Cosa sta succedendo a Facebook? Una ricerca spagnola aveva previsto tutto
Dei problemi di Facebook si parla molto ultimamente a proposito dello
scandalo di Cambridge Analytica, società che ha venduto dati personali dei
profili di 87 milioni di utenti del social network (87 milioni che sappiamo
a data di 5 aprile) a clienti terzi per scopi comerciali e politici.
Zuckerberger, un tempo il mito del “web e della società aperta”, è in
queste settimana alle prese col tentativo di drenare l’erosione della
reputazione del gigante di Internet, le ingenti perdite in borsa della sua
azienda, dell’emorragia di utenti, delle richieste dei corpi legislativi
negli Stati Uniti e in Europa per spiegarsi. Insomma, una politica di
contenzione dei danni di uno di Cinque Big di Sillicon Valley, e che può
rivelarsi un gigante di carta pesta… virtuale.

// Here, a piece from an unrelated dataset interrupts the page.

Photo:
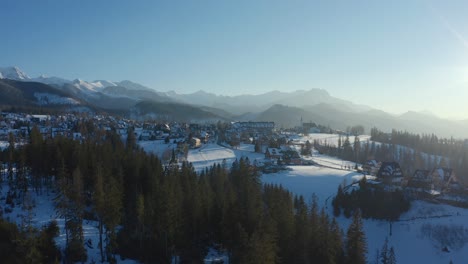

Ma il problema non è nuovo. E’ solo che l’opinione pubblica o, meglio, i
mass media guardavano altrove. Forse l’”ossesione” di certi media sulle
pressioni russe nelle campagne elettorali americana, del Brexit, Italia ha
portato a svegliare il cane che dormiva. Ben venga questo risveglio, che
alcuni osservatori più attenti avevano già denunciato, come rivela questo
studio
“Facebook usa dati sensibili per la pubblicità in Europa”,
realizzato da tre ricercatori dell’università Carlos III di Madrid e
pubblicato nel febbraio di quest’anno. Ma cosa aveva scoperto questa
ricerca? Un dato sarà più significativo di tante parole: Facebook ha in
mano i dati personali e sensibili (opinioni politiche, religione,
appartenenza sindacale, dati sanitari, vita e orientamento sessuale) di
circa il 40% del totale dei cittadini europei. Questo significa che i dati
personali di circa 205 milioni di europei non sono completamente anonimi e
la loro identità potrebbe essere identificabile in base ai dati archiviati
su Facebook mettendo in serio pericolo la privacy degli utenti. Ma la cosa
ancora più incredibile è che Facebook maneggia questi dati senza il
consenso degli iscritti. Vediamo come.
“Facebook usa dati sensibili per la pubblicità in Europa”: lo studio
Secondo i dati raccolti dallo studio dei tre ricercatori madrileni,
Facebook assegna a ciascun utente un insieme di “preferenze annuncio”,
ossia un insieme di interessi, derivati dai dati e dall’attività
dell’utente nel social e sui siti web esterni, sulle app e sui servizi
online dove Facebook è presente. Queste “preferenze annunci” sono in
effetti gli interessi offerti agli inserzionisti in Facebook Ads Manager
per configurare i propri annunci pubblicitari. Pertanto, se a un utente
viene assegnato “Orologi” all’interno dell’elenco preferenze annuncio,
questo sarà un potenziale bersaglio di qualsiasi campagna pubblicitaria
configurata per raggiungere gli utenti interessati a “orologi”.
Nella maggior parte dei casi, le “preferenze annunci” sono desunte
dall’attivazione di un profilo utente di Facebook . La cosa incredibile è
che l’utente non può revocare il consenso esplicito a Facebook per
elaborare i dati personali a scopo pubblicitario. Inoltre, accentando i
“Termini di servizio”, gli utenti concedono il permesso di elaborare e
archiviare i dati personali, ma non vi è alcun riferimento ai dati
sensibili, che vengono invece regolarmente maneggiati da Facebook.
In conclusione, i ricercatori – José González Cabañas, Ángel Cuevas e Rubén
Cuevas – affermano che Facebook sta “sfruttando commercialmente dati
personali sensibili per scopi pubblicitari”, una pratica vietata dal nuovo
GDPR – Regolamento Europeo in materia di Protezione dei Dati Personali – in
arrivo il prossimo 25 maggio e punibile con multe pari al quattro per cento
del fatturato globale annuale della società.
E’ in arrivo il nuovo regolamento Europeo per la tutela dei dati: si
chiudono gli occhi per i giganti del Web?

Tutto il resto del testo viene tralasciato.